In 1951, the Hayes Hotel was purchased by the conglomerate International Hotels, Inc., which refurbished the guest rooms. In 1964 the hotel was purchased by the Civic Center Hotel Corporation, a local Jackson business organization. Renovations were completed in 1967; however, the hotel was not profitable, and in 1973 it was sold to Consumers Energy. Consumers used the top floors for office space and leased the lower floors back to the Civic Center Hotel Corporation. Despite the sale, the hotel was unable to turn a profit, and hotel operations ceased in 1975.

Consumers remained the primary occupant in the 1980s and 1990s, and in 2000 the building was purchased by the city of Jackson. The building has been vacant until 2024. The city expected to sell the building to developers J. Jeffers & Co. in early 2024. The plan is for the building to be redeveloped into 84 apartment along with event space and retail areas.

==Description==
The Hayes Hotel is a ten-story red brick Neo-Classical Revival building, with terra cotta and cast stone ornamentation. The building has a flat roof. Small one-story additions dating from the 1960s are attached to the rear.

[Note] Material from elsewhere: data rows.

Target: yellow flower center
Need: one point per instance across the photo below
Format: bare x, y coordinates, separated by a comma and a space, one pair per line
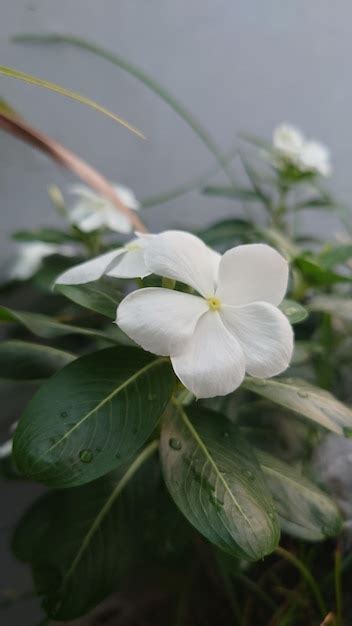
214, 303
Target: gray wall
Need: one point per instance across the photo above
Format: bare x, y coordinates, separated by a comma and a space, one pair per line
244, 65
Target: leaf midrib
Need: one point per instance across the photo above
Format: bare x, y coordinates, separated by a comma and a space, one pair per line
206, 453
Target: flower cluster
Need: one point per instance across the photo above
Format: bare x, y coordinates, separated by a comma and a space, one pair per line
227, 324
291, 148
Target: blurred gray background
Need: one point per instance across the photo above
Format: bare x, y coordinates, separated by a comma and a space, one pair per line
238, 66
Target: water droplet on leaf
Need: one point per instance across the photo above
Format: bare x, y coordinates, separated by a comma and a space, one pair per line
175, 444
86, 456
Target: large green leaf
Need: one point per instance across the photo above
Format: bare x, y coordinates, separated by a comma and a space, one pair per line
47, 327
311, 402
21, 360
81, 542
101, 296
304, 510
214, 478
92, 416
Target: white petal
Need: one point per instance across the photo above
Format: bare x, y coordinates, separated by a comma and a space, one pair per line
127, 196
116, 220
160, 320
252, 273
265, 335
212, 363
184, 257
90, 270
131, 264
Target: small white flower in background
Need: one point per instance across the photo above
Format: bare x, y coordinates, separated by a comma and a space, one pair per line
233, 326
288, 141
29, 256
291, 147
93, 211
125, 262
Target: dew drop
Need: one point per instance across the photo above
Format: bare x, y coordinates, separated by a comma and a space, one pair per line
260, 382
248, 474
86, 456
175, 444
302, 394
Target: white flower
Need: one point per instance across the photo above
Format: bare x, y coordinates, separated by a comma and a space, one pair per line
315, 157
125, 262
94, 211
288, 141
29, 257
231, 327
291, 147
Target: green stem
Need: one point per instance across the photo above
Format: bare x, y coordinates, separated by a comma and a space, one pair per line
338, 587
306, 575
135, 71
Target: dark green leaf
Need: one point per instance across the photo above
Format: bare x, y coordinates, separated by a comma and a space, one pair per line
295, 312
336, 306
92, 416
20, 360
311, 402
332, 256
47, 327
304, 510
81, 542
316, 274
101, 296
214, 478
235, 193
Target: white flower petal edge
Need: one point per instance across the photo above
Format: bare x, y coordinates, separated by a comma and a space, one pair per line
265, 335
184, 257
252, 273
160, 320
212, 363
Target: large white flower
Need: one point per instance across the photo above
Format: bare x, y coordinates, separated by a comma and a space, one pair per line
231, 327
291, 147
125, 262
93, 211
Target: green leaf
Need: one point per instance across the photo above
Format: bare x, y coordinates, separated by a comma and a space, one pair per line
28, 78
304, 510
294, 312
82, 542
101, 296
47, 327
20, 360
331, 256
336, 306
311, 402
214, 478
142, 76
227, 233
316, 274
235, 193
92, 416
47, 235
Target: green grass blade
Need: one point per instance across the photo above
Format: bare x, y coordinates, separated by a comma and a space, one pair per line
148, 81
33, 80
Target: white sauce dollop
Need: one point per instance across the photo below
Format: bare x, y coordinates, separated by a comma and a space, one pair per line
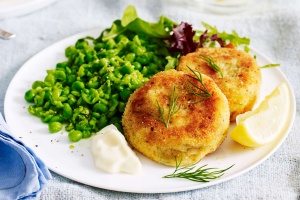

The main elevation is seven bays wide, with a base consisting of the first and second stories, a main section consisting of stories three through eight, and a top section of the ninth and tenth stories. The lower section is made of red brick with a granite water table. A recessed entrance to the hotel is centrally located, with storefronts containing separate entrances to each side. Above this is a main section built of smooth red brick with brick quoins located at each end. The third- and fourth-story windows in this section are surrounded with terra cotta ornamentation. A thin terra cotta band above the eighth floor separates the main section from the top. Windows on the ninth and tenth floors are also surrounded with terra cotta ornamentation, and a gable is centrally located above.